The Pakistani military allegedly coordinated a surveillance operation which collected data from US, UK, and Australian officials and diplomats.
In a report, Lookout said they believe Pakistani military personnel were responsible for targeting civilians, officials, diplomats, and military personnel.
“These tools have been part of a highly targeted intelligence gathering campaign we believe is operated by members of the Pakistani military,” the report stated.
“Our investigation indicates this actor has used these surveillanceware tools to successfully compromise the mobile devices of government officials, members of the military, medical professionals, and civilians.”
The report also states:
“To date, we have observed Stealth Mango being deployed against victims in Pakistan, Afghanistan, India, Iraq, Iran, and the United Arab Emirates. The surveillanceware also retrieved sensitive data from individuals and groups in the United States, Australia, and the United Kingdom.”

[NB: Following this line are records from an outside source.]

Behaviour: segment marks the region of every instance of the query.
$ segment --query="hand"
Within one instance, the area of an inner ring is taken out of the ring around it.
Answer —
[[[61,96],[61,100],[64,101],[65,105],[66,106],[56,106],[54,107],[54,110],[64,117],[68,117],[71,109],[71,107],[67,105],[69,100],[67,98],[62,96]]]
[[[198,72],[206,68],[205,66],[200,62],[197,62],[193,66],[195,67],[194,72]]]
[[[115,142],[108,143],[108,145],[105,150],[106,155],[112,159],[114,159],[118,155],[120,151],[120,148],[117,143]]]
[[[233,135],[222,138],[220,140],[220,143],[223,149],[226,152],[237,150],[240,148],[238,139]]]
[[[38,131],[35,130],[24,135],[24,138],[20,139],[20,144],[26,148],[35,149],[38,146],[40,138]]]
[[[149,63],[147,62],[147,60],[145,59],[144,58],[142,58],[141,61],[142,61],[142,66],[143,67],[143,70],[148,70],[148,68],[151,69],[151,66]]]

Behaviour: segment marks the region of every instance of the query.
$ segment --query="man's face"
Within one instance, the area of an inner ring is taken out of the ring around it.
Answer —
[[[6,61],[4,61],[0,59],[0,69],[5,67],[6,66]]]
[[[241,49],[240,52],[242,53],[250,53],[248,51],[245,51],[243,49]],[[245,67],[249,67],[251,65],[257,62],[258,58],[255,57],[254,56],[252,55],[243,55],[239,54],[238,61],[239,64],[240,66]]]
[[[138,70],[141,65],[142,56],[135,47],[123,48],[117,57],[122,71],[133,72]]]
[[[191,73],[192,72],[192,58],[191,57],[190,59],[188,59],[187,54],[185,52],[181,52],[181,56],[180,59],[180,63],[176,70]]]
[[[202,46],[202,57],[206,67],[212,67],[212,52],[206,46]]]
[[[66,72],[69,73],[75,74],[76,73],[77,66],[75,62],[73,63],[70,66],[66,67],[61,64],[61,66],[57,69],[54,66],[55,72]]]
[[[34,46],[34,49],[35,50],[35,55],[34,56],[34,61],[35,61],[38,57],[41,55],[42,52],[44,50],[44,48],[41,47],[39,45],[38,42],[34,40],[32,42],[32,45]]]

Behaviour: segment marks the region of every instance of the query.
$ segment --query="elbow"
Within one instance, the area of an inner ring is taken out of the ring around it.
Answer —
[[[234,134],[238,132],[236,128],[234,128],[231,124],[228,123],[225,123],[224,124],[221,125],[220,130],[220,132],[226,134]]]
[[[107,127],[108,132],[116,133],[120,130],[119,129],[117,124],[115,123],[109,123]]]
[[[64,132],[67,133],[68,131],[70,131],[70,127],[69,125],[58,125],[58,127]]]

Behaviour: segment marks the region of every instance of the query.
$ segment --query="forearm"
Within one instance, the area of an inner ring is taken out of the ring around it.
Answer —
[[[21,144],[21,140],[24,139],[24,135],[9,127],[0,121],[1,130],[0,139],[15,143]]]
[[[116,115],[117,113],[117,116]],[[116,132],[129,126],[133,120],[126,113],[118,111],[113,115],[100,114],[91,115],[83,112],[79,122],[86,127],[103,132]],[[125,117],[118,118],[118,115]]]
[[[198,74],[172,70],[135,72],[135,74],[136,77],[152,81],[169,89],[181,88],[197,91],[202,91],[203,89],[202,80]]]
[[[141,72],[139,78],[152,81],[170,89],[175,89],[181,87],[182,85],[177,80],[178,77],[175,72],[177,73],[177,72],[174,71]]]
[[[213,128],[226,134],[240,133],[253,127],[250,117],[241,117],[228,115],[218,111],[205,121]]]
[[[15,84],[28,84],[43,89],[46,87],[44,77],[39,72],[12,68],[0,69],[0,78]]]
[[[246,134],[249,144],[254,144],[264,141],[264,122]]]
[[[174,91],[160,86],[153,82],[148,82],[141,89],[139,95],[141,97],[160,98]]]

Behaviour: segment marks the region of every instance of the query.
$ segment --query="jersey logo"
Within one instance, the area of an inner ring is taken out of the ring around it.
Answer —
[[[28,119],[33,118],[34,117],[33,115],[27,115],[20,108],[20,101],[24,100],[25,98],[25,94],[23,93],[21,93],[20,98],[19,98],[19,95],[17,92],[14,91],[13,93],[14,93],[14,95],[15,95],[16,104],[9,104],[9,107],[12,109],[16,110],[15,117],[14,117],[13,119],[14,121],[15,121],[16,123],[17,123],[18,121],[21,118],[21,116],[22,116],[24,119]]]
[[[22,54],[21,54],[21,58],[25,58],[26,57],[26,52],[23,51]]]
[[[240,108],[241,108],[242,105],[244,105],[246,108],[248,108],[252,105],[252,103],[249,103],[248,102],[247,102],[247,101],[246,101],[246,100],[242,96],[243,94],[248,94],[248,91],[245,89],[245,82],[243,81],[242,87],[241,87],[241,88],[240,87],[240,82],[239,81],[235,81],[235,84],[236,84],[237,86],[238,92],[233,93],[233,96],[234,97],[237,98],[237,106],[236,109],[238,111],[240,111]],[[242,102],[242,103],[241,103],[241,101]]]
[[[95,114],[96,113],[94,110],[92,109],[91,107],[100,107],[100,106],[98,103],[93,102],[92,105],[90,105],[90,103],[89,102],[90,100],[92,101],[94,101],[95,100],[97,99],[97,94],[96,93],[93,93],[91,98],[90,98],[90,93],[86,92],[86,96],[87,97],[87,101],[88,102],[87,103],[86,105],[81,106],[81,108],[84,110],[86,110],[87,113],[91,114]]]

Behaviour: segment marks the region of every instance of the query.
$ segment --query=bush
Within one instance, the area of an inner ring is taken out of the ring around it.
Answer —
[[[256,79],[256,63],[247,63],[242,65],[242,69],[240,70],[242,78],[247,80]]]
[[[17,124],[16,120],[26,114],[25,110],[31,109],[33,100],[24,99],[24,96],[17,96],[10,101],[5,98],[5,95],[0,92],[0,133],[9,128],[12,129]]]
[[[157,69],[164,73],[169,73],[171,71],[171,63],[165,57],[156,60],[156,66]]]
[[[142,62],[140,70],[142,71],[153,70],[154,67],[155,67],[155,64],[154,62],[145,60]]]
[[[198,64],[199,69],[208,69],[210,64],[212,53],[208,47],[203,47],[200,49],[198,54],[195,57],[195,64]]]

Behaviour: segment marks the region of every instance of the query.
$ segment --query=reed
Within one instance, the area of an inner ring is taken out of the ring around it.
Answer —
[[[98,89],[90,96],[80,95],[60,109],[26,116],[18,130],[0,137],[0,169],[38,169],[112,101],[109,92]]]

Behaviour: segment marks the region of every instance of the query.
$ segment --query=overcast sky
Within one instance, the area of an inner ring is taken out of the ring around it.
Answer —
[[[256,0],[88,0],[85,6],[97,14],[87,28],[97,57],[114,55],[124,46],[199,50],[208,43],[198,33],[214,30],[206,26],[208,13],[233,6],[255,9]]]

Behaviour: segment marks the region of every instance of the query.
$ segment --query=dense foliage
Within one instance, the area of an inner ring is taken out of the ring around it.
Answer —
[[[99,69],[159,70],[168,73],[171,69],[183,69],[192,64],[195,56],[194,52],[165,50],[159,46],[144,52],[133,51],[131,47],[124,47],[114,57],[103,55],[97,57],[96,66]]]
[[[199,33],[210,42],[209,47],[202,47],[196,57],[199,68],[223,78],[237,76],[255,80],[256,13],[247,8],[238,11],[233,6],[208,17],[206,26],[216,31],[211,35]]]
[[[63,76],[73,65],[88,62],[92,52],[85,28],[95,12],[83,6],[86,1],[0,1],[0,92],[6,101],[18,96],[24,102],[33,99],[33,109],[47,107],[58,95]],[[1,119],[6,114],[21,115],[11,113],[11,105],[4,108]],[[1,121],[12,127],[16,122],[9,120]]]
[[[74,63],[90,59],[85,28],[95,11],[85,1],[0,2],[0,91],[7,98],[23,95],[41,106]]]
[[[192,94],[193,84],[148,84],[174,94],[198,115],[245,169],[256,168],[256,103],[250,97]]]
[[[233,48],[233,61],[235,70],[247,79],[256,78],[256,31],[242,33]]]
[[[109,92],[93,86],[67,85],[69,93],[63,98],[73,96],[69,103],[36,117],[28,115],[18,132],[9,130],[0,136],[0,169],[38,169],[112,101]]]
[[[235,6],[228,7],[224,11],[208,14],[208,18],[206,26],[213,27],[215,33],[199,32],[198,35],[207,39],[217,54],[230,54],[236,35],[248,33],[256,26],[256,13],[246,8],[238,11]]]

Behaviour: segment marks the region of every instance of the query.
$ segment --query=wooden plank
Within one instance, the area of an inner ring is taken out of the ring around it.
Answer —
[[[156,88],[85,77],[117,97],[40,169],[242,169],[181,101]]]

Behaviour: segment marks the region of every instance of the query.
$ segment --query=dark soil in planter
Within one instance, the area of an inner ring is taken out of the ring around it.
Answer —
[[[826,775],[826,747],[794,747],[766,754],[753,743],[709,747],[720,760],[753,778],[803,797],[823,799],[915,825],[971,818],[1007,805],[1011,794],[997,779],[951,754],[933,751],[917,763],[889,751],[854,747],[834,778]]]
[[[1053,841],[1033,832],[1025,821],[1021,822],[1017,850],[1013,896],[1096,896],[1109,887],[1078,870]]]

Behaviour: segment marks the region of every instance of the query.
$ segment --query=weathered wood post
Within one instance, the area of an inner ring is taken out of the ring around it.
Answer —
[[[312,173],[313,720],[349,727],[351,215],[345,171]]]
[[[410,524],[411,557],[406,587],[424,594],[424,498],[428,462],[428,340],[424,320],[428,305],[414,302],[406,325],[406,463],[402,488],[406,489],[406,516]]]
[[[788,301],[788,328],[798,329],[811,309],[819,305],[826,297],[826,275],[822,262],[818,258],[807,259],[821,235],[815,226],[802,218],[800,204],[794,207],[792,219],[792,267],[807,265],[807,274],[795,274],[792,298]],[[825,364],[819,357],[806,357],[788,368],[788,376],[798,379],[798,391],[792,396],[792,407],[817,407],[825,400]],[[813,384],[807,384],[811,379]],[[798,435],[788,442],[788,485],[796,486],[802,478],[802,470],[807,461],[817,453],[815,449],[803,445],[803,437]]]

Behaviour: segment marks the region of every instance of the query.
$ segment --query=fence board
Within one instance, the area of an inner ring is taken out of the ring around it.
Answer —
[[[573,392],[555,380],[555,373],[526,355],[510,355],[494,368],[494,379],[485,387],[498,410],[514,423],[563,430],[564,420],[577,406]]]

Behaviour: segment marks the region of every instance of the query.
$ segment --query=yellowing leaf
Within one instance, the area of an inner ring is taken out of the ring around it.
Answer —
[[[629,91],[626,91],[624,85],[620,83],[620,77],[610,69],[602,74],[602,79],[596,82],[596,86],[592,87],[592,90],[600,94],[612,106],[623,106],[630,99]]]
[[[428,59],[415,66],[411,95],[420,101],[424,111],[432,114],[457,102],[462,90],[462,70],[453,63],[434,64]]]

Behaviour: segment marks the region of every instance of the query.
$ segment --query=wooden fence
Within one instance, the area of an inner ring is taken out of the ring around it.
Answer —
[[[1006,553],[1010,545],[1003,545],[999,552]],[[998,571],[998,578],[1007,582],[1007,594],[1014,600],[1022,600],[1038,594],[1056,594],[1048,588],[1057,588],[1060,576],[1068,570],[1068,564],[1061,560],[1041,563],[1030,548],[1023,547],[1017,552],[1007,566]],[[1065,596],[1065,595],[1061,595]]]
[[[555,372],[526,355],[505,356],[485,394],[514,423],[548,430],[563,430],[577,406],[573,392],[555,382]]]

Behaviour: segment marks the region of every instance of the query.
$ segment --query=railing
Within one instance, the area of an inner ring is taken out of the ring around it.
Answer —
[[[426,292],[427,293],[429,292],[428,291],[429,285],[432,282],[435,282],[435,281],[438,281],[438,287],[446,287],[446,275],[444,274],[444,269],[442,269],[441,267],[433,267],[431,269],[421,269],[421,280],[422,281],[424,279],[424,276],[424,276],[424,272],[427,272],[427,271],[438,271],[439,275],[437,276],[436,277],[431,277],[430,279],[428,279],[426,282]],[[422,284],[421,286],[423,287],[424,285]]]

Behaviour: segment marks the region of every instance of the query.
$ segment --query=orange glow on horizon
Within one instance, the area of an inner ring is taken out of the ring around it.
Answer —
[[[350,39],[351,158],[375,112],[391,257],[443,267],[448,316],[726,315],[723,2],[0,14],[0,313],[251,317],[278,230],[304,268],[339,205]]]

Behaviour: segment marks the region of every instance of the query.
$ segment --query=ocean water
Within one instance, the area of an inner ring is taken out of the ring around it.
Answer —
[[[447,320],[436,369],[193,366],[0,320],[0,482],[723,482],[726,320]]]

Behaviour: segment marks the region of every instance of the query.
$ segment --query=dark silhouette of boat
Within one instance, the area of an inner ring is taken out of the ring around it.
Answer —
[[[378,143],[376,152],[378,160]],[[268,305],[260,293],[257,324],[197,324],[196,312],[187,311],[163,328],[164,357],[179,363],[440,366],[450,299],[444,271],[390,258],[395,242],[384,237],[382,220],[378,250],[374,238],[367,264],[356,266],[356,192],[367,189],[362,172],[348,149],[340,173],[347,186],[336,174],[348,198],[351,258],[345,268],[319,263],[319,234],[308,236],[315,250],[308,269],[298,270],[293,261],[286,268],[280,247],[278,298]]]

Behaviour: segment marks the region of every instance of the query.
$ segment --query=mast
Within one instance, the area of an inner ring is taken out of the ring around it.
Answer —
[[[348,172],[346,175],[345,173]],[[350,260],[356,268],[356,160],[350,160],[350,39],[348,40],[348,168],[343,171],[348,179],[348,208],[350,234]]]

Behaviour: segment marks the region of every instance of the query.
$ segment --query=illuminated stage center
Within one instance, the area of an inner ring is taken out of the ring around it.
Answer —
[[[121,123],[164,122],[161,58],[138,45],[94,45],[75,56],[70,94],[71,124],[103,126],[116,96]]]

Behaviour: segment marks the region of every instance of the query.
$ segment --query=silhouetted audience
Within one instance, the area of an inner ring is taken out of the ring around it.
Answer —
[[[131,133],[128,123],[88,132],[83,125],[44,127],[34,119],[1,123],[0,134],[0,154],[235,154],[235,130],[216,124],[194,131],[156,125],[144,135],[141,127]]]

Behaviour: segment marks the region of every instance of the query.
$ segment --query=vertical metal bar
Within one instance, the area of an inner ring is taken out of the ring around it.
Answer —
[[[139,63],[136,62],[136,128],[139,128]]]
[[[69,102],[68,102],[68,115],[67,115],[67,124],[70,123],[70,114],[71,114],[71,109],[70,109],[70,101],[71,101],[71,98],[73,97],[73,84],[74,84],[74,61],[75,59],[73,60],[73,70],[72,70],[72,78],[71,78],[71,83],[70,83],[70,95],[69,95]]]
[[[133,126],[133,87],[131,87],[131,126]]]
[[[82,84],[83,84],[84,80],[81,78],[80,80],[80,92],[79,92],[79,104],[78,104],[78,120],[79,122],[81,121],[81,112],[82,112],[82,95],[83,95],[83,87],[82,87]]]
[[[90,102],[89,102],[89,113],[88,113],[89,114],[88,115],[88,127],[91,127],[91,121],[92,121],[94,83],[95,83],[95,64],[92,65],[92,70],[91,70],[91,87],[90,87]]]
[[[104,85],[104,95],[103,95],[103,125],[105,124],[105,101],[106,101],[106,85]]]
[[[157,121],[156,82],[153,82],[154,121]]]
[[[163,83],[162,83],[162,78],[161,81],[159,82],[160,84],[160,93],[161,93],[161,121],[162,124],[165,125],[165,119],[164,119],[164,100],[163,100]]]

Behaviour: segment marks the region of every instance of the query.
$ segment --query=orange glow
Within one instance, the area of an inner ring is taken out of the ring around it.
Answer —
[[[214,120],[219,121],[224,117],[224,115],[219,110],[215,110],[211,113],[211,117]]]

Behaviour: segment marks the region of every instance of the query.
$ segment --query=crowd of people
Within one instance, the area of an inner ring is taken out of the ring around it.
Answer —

At present, Lookout have analysed over 15 gigabytes of data taken from compromised devices, the majority of which is
information that would be relevant to a nation state actor performing espionage activities. Content includes:
• Letters and internal government communications
• Detailed travel information
• Pictures of IDs and passports
• GPS coordinates of pictures and devices
• Legal and medical documents
• Developer information including whiteboard
sessions, account information, and test devices
• Photos of the military, government, and related officials
from closed door meetings including U.S. Army personnel
Lookout’s head of threat intelligence, Michael Flossman, a former Australian Defence Department employee, has reportedly said that Australian law enforcement authorities had been alerted to the breach that also involved diplomats from Britain and the US.